Compliancy Group made an announcement regarding the new appointment of an experienced healthcare lawyer and legal researcher to the task of helping simplify the complicated Health Insurance Portability and Accountability Act (HIPAA) requirements. The goal is to make the rules easy to understand for the company’s customers and the public.
Daniel Lebovic who graduated from Emory University School of Law is going to join the Content Management Team of Compliancy Group. Lebovic’s background in healthcare law, as well as his experience in translating legal documents to written content, will be helpful to people without a legal background to easily understand the information.
The healthcare industry has changed a lot since the HIPAA was signed into law 20 years ago. Making sure of sustained compliance with HIPAA while work conditions change and new technology develop is a big task. It requires a comprehensive knowledge of the ins and outs of HIPAA.
HIPAA is made up of a set of requirements for different sizes of healthcare organizations, including single-doctor practices, large health systems, and health insurers. However, it doesn’t point out how to meet those requirements because they are unclear in many cases.

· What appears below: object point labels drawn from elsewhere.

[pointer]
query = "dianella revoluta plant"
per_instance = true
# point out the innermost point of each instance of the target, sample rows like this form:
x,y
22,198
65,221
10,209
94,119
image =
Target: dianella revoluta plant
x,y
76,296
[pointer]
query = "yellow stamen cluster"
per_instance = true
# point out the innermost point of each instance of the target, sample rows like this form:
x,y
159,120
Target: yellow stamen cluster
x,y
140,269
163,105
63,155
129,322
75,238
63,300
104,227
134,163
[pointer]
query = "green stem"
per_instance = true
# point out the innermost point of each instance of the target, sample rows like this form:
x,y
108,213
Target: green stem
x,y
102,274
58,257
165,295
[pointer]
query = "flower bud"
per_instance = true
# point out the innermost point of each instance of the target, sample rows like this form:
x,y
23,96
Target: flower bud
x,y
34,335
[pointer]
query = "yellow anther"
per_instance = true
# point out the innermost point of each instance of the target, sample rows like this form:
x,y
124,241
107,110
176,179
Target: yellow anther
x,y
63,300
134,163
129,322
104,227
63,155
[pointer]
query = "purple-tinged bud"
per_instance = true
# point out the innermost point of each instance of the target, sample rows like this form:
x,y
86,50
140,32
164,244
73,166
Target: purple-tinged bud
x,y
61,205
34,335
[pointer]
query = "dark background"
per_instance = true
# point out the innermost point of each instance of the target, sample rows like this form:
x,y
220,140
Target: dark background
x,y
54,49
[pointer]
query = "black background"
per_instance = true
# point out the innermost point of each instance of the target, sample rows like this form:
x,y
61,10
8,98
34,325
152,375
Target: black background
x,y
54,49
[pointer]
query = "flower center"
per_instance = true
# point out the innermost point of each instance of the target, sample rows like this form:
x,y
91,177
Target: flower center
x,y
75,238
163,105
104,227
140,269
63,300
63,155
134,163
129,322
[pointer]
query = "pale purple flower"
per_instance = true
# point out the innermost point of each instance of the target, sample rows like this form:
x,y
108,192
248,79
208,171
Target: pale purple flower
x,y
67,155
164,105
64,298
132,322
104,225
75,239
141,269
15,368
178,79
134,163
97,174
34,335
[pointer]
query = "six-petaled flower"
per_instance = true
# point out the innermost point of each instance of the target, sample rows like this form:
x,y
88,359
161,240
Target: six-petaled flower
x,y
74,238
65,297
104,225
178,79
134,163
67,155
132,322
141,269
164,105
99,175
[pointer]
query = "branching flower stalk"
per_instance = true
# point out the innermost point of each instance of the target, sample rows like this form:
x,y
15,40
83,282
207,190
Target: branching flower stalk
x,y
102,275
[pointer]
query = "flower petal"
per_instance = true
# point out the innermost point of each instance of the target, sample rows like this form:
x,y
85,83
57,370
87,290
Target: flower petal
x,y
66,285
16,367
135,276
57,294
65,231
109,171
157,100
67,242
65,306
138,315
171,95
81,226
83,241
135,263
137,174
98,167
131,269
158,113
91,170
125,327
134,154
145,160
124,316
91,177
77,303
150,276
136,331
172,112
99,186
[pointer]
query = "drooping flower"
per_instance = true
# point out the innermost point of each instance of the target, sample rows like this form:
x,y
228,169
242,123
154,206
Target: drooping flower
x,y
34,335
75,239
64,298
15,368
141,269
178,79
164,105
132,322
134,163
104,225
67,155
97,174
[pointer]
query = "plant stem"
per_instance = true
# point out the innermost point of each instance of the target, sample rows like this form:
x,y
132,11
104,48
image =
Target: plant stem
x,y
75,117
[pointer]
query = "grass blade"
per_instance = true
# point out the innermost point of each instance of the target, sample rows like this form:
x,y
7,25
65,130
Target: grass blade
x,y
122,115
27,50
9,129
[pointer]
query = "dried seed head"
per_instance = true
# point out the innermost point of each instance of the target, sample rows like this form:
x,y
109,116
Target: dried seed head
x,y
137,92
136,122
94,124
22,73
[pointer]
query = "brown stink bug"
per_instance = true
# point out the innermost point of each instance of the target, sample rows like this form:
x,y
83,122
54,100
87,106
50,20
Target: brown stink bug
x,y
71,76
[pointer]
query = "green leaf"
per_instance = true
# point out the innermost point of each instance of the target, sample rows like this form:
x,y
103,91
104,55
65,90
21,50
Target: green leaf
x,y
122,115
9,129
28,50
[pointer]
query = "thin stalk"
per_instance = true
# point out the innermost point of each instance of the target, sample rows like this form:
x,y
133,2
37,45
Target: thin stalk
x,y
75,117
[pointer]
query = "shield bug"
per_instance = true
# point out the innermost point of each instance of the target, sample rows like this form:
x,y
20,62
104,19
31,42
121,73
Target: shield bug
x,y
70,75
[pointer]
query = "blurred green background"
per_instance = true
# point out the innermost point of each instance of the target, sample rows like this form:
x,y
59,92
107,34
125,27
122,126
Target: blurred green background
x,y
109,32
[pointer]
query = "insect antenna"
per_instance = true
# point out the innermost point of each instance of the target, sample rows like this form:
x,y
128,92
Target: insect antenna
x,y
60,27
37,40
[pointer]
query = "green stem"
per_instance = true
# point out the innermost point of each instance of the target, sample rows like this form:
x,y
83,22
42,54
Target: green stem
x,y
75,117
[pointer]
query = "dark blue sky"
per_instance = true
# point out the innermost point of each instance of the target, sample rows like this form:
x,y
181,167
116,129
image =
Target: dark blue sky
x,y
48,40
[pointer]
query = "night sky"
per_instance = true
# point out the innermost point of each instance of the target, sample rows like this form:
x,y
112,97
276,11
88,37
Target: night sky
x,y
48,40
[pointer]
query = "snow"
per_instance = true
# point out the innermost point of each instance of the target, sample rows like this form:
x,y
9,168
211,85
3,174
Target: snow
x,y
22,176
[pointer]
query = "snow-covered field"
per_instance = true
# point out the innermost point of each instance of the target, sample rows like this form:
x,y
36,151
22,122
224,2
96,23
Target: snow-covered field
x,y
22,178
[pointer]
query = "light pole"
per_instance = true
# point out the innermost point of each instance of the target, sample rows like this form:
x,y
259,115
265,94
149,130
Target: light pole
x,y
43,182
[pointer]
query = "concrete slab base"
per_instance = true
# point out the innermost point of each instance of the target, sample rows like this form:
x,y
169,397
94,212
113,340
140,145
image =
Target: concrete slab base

For instance, the HIPAA Security Rule demands that covered entities should maintain “reasonable and appropriate” technical, administrative and physical safeguards to keep ePHI protected. Risk should be minimized to a “reasonable and appropriate” level. How do you decide what is “reasonable and appropriate?” Sadly, the effects of a wrong judgment could be serious.
Hopefully, Lebovic’s expertise will help a lot here. Lebovic’s task is to create educational material for healthcare organizations that takes away the difficulties of HIPAA and makes it easy and clear for healthcare organizations to comply.
The HIPAA is not easily understandable to the average person. With Lebovic’s new role, it is hoped that the regulations will be turned into actionable advice that helps the healthcare industry to understand and follow the HIPAA.